I also like lakes. It’s not desirable but the probability of survival should be very high.

What I’ve been taught and what I teach my students to do initially is to convert excess energy to altitude, ie. pitch for best glide, then PFF (Pick a F**king Field) and then do your checks and calls (if time permits). Aviate, navigate and communicate never gets old.
Regardless of VFR/IFR or whether I’m inverted doing aerobatics, I always want to have a way out.

Norway, where a gallon of avgas is ch...
ENEG

denopa wrote:

In training (initial and recurring) I’m always taught “find a suitable landing site” as the first item.

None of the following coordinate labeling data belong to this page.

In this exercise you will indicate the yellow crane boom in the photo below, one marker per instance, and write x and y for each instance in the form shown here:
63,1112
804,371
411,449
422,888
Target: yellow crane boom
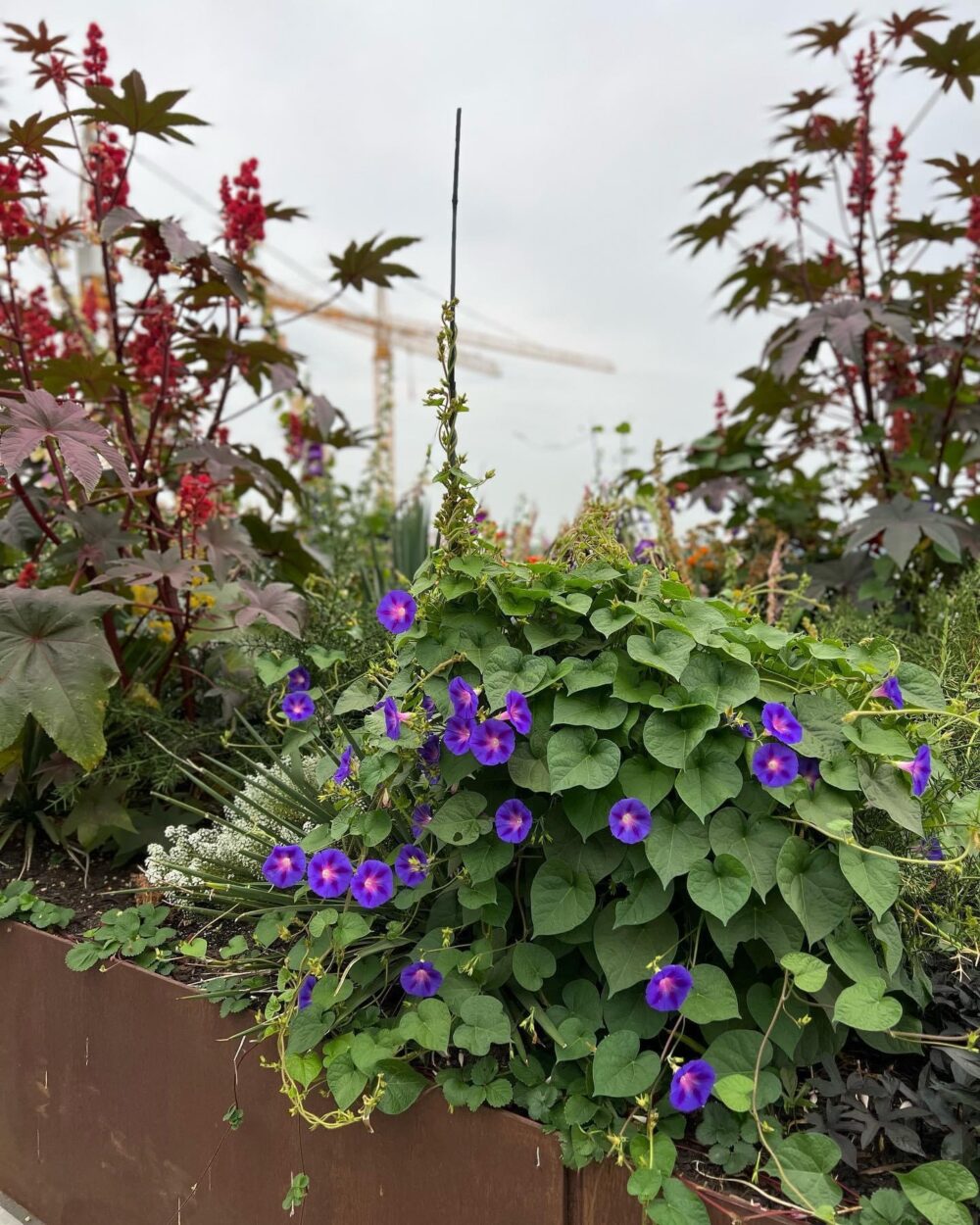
390,332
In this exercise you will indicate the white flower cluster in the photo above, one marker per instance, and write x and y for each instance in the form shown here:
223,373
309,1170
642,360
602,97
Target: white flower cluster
220,853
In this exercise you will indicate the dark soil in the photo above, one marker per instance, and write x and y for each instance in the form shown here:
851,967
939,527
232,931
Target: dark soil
93,887
98,886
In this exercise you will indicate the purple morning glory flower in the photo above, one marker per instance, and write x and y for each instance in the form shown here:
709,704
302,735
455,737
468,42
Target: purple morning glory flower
459,734
513,821
299,679
669,988
284,866
412,865
343,767
630,819
329,872
892,690
931,849
372,883
517,710
421,979
464,697
774,764
298,706
315,460
782,723
809,770
491,743
691,1086
393,718
429,751
305,994
420,818
920,768
396,612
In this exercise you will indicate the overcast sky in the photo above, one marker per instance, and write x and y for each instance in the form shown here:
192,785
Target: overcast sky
584,122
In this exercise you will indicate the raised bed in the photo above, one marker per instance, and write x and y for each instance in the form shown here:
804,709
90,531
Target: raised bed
116,1082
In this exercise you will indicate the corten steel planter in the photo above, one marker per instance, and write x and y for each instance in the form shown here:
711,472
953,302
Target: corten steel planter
113,1091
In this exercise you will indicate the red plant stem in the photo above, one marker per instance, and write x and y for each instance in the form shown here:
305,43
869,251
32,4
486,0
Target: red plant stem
956,375
15,484
112,637
58,470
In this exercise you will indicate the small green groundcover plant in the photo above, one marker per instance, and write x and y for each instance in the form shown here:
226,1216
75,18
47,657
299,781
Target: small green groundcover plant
589,847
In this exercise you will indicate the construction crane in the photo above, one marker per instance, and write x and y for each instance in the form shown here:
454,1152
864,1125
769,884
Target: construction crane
388,333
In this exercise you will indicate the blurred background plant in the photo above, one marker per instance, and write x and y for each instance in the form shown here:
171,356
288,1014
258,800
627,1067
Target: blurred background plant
854,452
147,557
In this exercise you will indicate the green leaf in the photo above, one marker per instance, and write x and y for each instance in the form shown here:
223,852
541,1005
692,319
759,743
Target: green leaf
667,652
805,1161
618,1069
710,778
577,758
719,681
808,973
608,620
937,1190
670,736
483,1024
821,715
304,1068
427,1024
711,996
592,672
770,921
827,809
485,858
646,780
676,841
270,670
888,789
865,1005
560,898
920,687
132,109
509,669
83,956
527,769
734,1053
456,821
368,263
646,900
755,842
57,666
626,954
812,887
357,697
720,886
589,710
403,1086
532,965
852,952
588,811
680,1205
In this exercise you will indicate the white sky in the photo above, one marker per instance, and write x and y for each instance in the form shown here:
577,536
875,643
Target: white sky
584,123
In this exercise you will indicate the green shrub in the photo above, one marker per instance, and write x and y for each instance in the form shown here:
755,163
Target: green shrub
790,924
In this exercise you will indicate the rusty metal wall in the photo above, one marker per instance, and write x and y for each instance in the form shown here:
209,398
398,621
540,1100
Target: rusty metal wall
113,1086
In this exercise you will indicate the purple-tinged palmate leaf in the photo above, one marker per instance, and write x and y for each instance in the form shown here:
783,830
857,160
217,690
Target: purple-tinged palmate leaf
274,602
179,246
82,442
151,567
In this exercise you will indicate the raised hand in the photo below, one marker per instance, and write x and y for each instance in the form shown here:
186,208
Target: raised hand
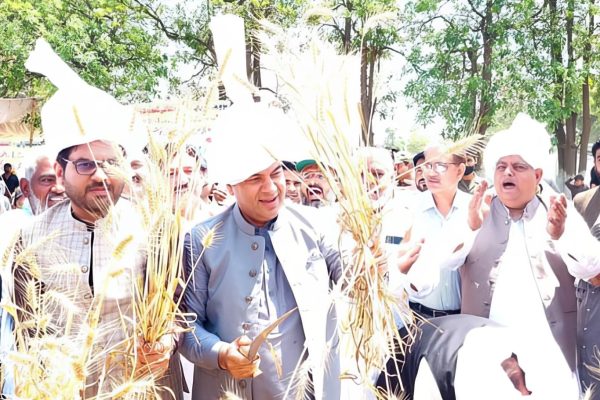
479,206
557,216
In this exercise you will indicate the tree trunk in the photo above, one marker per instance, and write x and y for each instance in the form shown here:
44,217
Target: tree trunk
571,148
365,101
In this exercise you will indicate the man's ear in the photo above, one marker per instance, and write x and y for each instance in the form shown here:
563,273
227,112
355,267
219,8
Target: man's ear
25,188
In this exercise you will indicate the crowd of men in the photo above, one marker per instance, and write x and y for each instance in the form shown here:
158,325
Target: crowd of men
503,272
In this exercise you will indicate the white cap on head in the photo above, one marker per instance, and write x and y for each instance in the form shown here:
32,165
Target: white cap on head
246,140
526,137
70,119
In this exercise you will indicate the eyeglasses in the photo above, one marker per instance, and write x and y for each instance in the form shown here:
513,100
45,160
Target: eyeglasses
438,167
89,167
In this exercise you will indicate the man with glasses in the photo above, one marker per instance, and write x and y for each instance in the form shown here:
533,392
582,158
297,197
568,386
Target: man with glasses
39,183
440,216
420,183
293,183
527,241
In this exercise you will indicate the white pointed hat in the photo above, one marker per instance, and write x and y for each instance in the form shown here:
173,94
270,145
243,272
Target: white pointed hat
77,113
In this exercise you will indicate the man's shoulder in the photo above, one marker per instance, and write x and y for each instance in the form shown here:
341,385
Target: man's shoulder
211,222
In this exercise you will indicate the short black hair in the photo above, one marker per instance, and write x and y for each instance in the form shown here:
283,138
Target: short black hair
289,165
595,148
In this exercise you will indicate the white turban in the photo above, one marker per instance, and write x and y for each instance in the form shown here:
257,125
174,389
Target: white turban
246,140
70,119
526,137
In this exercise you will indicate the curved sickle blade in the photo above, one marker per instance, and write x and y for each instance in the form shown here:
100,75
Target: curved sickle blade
260,339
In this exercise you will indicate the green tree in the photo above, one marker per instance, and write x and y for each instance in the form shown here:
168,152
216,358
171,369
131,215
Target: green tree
106,42
186,23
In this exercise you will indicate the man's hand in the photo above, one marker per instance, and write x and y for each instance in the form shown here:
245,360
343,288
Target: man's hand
408,256
479,206
153,358
232,358
557,215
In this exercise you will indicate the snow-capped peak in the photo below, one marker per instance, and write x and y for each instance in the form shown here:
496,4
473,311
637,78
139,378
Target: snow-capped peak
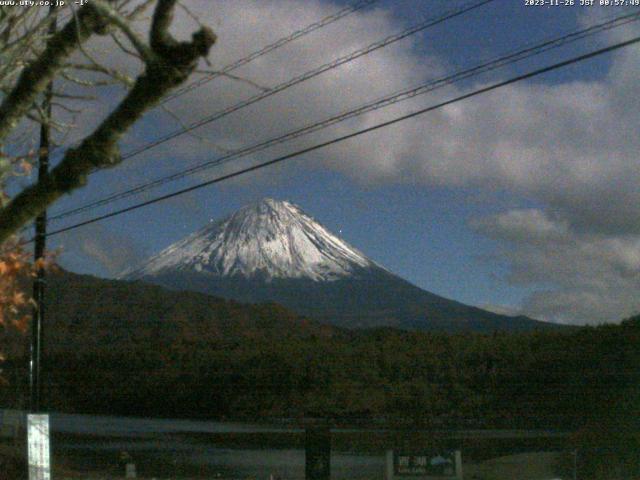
267,239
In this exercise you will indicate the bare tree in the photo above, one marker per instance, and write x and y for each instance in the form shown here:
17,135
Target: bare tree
166,63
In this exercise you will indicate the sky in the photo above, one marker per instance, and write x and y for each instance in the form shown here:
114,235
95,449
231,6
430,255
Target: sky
522,200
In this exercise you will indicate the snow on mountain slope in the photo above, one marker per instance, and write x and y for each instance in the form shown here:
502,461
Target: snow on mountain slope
268,239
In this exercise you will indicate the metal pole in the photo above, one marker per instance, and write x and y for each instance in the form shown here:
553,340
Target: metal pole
37,330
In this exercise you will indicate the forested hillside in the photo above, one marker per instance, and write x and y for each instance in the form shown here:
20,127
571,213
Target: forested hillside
159,353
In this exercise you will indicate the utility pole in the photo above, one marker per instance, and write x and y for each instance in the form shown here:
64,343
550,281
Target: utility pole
38,440
37,327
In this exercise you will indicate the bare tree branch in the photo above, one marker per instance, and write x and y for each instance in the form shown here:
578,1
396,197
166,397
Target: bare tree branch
34,78
171,64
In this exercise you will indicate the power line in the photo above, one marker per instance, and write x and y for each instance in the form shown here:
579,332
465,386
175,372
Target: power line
269,48
403,95
311,74
342,138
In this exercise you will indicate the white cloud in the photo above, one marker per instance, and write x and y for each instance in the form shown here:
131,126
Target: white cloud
571,146
579,277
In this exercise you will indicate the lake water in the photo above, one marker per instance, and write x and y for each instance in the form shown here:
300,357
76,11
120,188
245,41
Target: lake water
175,448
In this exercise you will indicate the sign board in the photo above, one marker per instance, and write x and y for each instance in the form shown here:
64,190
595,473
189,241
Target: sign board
417,465
38,447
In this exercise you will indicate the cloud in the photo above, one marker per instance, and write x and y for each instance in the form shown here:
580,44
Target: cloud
571,145
578,277
110,251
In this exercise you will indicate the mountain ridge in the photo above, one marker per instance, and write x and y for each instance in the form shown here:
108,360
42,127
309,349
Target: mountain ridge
273,251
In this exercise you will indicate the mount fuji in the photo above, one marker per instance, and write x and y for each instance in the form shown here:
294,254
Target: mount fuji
271,251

I’ve always been taught “best glide first” (although i’d think minimum descent rate (which I have to admin I don’t know for many of the planes I fly, I only know the best glide) might be more suitable, as gives more time to make a decision).

Peter wrote:

That implies having some sort of planned landing site at all times.

Sort of, but not necessarily. The only important thing is to survive. This is done by:

  1. Very small likelihood of total failure (turbine, twin, good maintenance etc)
  2. Very high likelihood of surviving in any circumstance (low stall speed and a robust airframe (a Cub for instance, or a microlight))
  3. a chute, BRS or personal
  4. always look out for landing options.

Light GA, seldom have the luxury of 1. Some don’t have the luxury of 1 and 2. Some don’t even have the luxury of 1,2 and 3. Then, if you are out of 4, it is only luck and altitude that keeps you alive in case of an engine failure.

ENVA ENOP ENMO, Norway

Noe wrote:

I’ve always been taught “best glide first” (although i’d think minimum descent rate (which I have to admin I don’t know for many of the planes I fly, I only know the best glide) might be more suitable, as gives more time to make a decision).

I always preferred to thinking about first, don’t stall. then get to an approximately good glide speed. This works in singles, twins etc. EFAT, in the cruise or on arrival.

In an single or twin engine out scenario, keeping control of the aircraft all the way to the airfield or off field landing is the way to survive. Obviously getting into a field is better than a forest but it is the stall and possible spin that will ensure you don’t walk away. I think most training is too focussed on doing a nice pattern around your chosen landing site.